Movie Review: "Flying Lessons"
Length: 103 minutes
Release Date: December 7, 2012
Directed By: Derek Magyar
Stars: 3 out of 5
"Flying Lessons" premiered at the 2010 Santa Barbara International Film Festival, and the film finally makes its way to a larger audience with a DVD release. Starring Maggie Grace ("Taken"), the film tells the story of a young woman who returns to her hometown to discover that things changed since she left.
Sophie Conway (Grace) suffered a string of bad luck, and she finds herself caught between her current life and the life that she wants. She makes the decision to move back to her former hometown, despite having a complicated relationship with her mother Carolyn (Christine Lahti, "Chicago Hope"). Sophie quickly discovers that things are not the way she remembered, and that her former friends have different memories of the past.

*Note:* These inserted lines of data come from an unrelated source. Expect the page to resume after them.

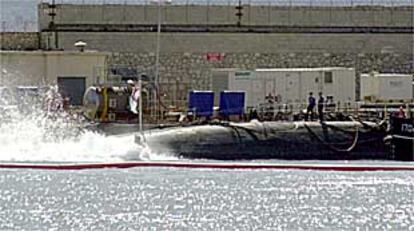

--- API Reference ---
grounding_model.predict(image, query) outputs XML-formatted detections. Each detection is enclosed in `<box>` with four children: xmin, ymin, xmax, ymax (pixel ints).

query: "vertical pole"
<box><xmin>154</xmin><ymin>0</ymin><xmax>161</xmax><ymax>122</ymax></box>
<box><xmin>138</xmin><ymin>75</ymin><xmax>142</xmax><ymax>133</ymax></box>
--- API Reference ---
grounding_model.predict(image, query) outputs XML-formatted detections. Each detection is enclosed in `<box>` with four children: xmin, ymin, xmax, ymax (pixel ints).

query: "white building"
<box><xmin>212</xmin><ymin>67</ymin><xmax>355</xmax><ymax>107</ymax></box>
<box><xmin>0</xmin><ymin>51</ymin><xmax>108</xmax><ymax>104</ymax></box>
<box><xmin>360</xmin><ymin>73</ymin><xmax>414</xmax><ymax>101</ymax></box>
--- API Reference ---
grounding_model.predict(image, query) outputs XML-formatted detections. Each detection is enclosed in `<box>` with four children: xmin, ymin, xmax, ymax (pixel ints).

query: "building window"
<box><xmin>325</xmin><ymin>71</ymin><xmax>333</xmax><ymax>83</ymax></box>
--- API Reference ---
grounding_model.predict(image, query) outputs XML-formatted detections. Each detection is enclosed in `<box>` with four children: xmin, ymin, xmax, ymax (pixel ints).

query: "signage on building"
<box><xmin>205</xmin><ymin>52</ymin><xmax>225</xmax><ymax>61</ymax></box>
<box><xmin>234</xmin><ymin>71</ymin><xmax>253</xmax><ymax>80</ymax></box>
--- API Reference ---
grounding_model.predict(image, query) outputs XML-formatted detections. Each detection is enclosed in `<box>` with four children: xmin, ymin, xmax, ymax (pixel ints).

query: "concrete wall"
<box><xmin>0</xmin><ymin>51</ymin><xmax>108</xmax><ymax>86</ymax></box>
<box><xmin>0</xmin><ymin>32</ymin><xmax>40</xmax><ymax>50</ymax></box>
<box><xmin>59</xmin><ymin>32</ymin><xmax>414</xmax><ymax>54</ymax></box>
<box><xmin>38</xmin><ymin>4</ymin><xmax>413</xmax><ymax>30</ymax></box>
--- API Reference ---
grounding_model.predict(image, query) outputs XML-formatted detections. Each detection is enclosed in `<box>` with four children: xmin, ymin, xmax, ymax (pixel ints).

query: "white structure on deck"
<box><xmin>360</xmin><ymin>73</ymin><xmax>414</xmax><ymax>101</ymax></box>
<box><xmin>212</xmin><ymin>67</ymin><xmax>355</xmax><ymax>107</ymax></box>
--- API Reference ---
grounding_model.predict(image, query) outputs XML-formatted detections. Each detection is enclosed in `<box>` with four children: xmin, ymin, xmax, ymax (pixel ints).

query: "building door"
<box><xmin>57</xmin><ymin>77</ymin><xmax>86</xmax><ymax>106</ymax></box>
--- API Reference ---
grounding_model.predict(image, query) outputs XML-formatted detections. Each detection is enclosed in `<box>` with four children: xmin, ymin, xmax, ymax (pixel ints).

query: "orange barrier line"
<box><xmin>0</xmin><ymin>162</ymin><xmax>414</xmax><ymax>172</ymax></box>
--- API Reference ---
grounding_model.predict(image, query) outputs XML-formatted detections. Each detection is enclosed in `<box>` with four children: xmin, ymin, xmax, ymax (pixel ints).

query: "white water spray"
<box><xmin>0</xmin><ymin>85</ymin><xmax>176</xmax><ymax>163</ymax></box>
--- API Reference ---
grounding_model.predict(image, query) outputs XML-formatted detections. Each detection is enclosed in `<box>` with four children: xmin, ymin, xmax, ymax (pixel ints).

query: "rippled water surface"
<box><xmin>0</xmin><ymin>168</ymin><xmax>414</xmax><ymax>230</ymax></box>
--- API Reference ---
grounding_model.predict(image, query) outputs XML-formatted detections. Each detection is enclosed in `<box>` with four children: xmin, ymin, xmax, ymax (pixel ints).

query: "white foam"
<box><xmin>0</xmin><ymin>85</ymin><xmax>176</xmax><ymax>162</ymax></box>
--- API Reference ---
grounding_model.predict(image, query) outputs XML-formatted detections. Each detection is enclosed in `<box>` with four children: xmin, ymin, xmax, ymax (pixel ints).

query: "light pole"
<box><xmin>152</xmin><ymin>0</ymin><xmax>171</xmax><ymax>121</ymax></box>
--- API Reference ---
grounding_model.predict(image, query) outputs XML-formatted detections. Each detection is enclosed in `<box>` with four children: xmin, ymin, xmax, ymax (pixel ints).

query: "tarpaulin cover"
<box><xmin>188</xmin><ymin>91</ymin><xmax>214</xmax><ymax>116</ymax></box>
<box><xmin>220</xmin><ymin>91</ymin><xmax>245</xmax><ymax>116</ymax></box>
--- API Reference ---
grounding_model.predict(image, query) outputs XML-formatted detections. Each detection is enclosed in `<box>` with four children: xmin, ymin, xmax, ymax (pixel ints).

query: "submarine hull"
<box><xmin>136</xmin><ymin>122</ymin><xmax>389</xmax><ymax>160</ymax></box>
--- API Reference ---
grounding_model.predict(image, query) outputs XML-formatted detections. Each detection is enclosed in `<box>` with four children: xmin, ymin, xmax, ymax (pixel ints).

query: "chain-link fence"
<box><xmin>42</xmin><ymin>0</ymin><xmax>414</xmax><ymax>6</ymax></box>
<box><xmin>39</xmin><ymin>0</ymin><xmax>414</xmax><ymax>29</ymax></box>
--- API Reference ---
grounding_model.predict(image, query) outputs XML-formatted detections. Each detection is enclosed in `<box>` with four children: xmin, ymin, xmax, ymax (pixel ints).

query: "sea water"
<box><xmin>0</xmin><ymin>86</ymin><xmax>414</xmax><ymax>230</ymax></box>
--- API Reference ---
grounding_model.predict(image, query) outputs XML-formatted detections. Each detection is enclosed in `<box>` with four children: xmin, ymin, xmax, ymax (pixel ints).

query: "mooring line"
<box><xmin>0</xmin><ymin>161</ymin><xmax>414</xmax><ymax>172</ymax></box>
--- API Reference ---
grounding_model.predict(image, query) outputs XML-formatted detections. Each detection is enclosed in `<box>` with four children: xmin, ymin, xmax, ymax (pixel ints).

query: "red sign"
<box><xmin>205</xmin><ymin>52</ymin><xmax>225</xmax><ymax>61</ymax></box>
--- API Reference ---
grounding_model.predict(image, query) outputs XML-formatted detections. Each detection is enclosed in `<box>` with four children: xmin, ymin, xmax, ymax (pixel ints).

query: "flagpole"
<box><xmin>138</xmin><ymin>75</ymin><xmax>142</xmax><ymax>133</ymax></box>
<box><xmin>154</xmin><ymin>0</ymin><xmax>161</xmax><ymax>122</ymax></box>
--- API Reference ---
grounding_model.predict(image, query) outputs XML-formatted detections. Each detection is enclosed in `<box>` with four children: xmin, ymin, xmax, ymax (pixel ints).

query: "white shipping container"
<box><xmin>212</xmin><ymin>67</ymin><xmax>355</xmax><ymax>107</ymax></box>
<box><xmin>360</xmin><ymin>73</ymin><xmax>414</xmax><ymax>101</ymax></box>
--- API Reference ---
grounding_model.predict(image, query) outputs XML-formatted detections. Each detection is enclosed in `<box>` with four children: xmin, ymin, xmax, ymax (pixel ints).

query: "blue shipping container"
<box><xmin>188</xmin><ymin>91</ymin><xmax>214</xmax><ymax>116</ymax></box>
<box><xmin>220</xmin><ymin>91</ymin><xmax>245</xmax><ymax>116</ymax></box>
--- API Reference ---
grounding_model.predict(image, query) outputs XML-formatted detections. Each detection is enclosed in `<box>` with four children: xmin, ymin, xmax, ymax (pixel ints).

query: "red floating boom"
<box><xmin>0</xmin><ymin>161</ymin><xmax>414</xmax><ymax>171</ymax></box>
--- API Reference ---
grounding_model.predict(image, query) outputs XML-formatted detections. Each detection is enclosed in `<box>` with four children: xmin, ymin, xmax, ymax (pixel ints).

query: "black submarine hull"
<box><xmin>136</xmin><ymin>121</ymin><xmax>390</xmax><ymax>160</ymax></box>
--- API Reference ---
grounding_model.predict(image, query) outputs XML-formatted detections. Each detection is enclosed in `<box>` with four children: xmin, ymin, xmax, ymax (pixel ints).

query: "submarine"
<box><xmin>135</xmin><ymin>120</ymin><xmax>395</xmax><ymax>160</ymax></box>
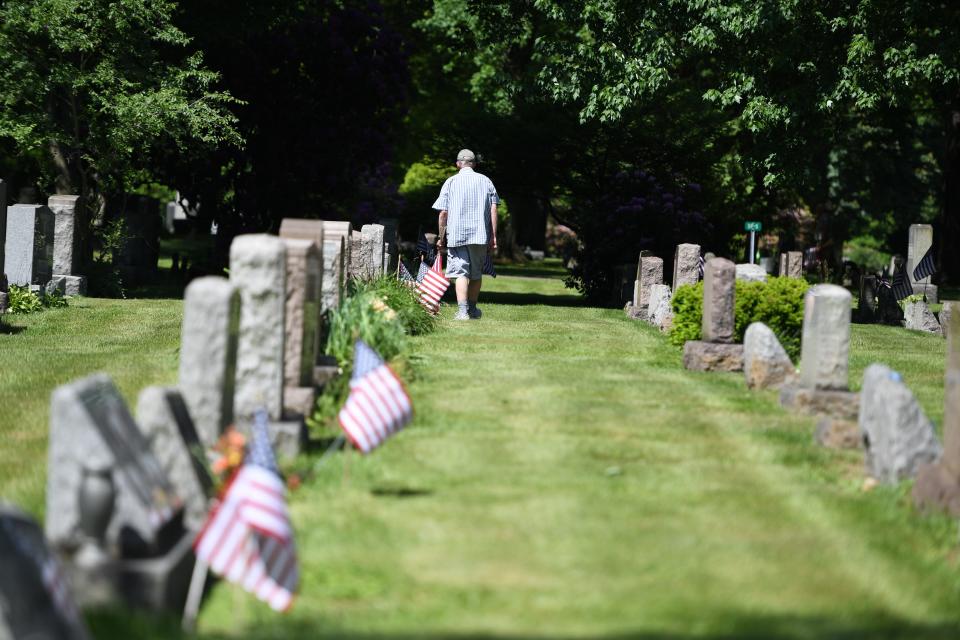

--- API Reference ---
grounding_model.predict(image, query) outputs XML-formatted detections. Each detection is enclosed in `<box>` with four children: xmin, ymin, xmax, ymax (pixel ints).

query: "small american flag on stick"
<box><xmin>194</xmin><ymin>409</ymin><xmax>300</xmax><ymax>611</ymax></box>
<box><xmin>417</xmin><ymin>254</ymin><xmax>450</xmax><ymax>315</ymax></box>
<box><xmin>338</xmin><ymin>340</ymin><xmax>413</xmax><ymax>453</ymax></box>
<box><xmin>913</xmin><ymin>246</ymin><xmax>937</xmax><ymax>280</ymax></box>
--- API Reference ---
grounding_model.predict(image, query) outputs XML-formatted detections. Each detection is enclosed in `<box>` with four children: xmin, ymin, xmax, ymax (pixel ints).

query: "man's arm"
<box><xmin>437</xmin><ymin>209</ymin><xmax>447</xmax><ymax>249</ymax></box>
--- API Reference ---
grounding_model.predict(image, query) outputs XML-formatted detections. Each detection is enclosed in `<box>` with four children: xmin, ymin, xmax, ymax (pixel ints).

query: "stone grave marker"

Sophie forms a relationship with Harry Pleasant (Hal Holbrook, "Into the Wild"), a man who suffers from Alzheimer's Disease and has troubles remembering those around him. This relationship is what carries the film forward, showing the struggles that each character faces. As Sophie tries to find a link between the way her former friends now treat her and the past, Harry tries to tell those in his life how he feels before it's too late.
"Flying Lessons" is far from a light film with a happy ending. Director Derek Magyar ("Boy Culture") makes it clear from the opening scenes that this is a dark film. The film opens with a scene set inside a darkened nightclub with neon lights flashing in the background and loud music pumping from the screen. Sophie appears, stumbling through the club until she manages to escape to the outside world. The jump between the club and the natural sunlight outside is a jarring one, but the scene shows the difference between Sophie's two lives. The natural sunlight seemingly serves as a reminder of what her life was once like.
The director also does a smart job of introducing Holbrook early in the film. Harry is a former police officer who worked in Sophie's hometown. As Sophie makes her way back, the director shows a few scenes of Harry's life, drawing an instant comparison between the two characters. Once she arrives in town and begins working for Harry, the two quickly form a bond that lasts until the end of the film.
Pairing Grace with the talented Holbrook does a disservice to the film. Though both worked in film and television, Holbrook can act circles around Grace. He creates a lightness to an otherwise dark character, showing that Harry carries what little memories he has left in his heart. Grace seems almost confused at times, and it is clear that she doesn't have the acting chops for a film of this type.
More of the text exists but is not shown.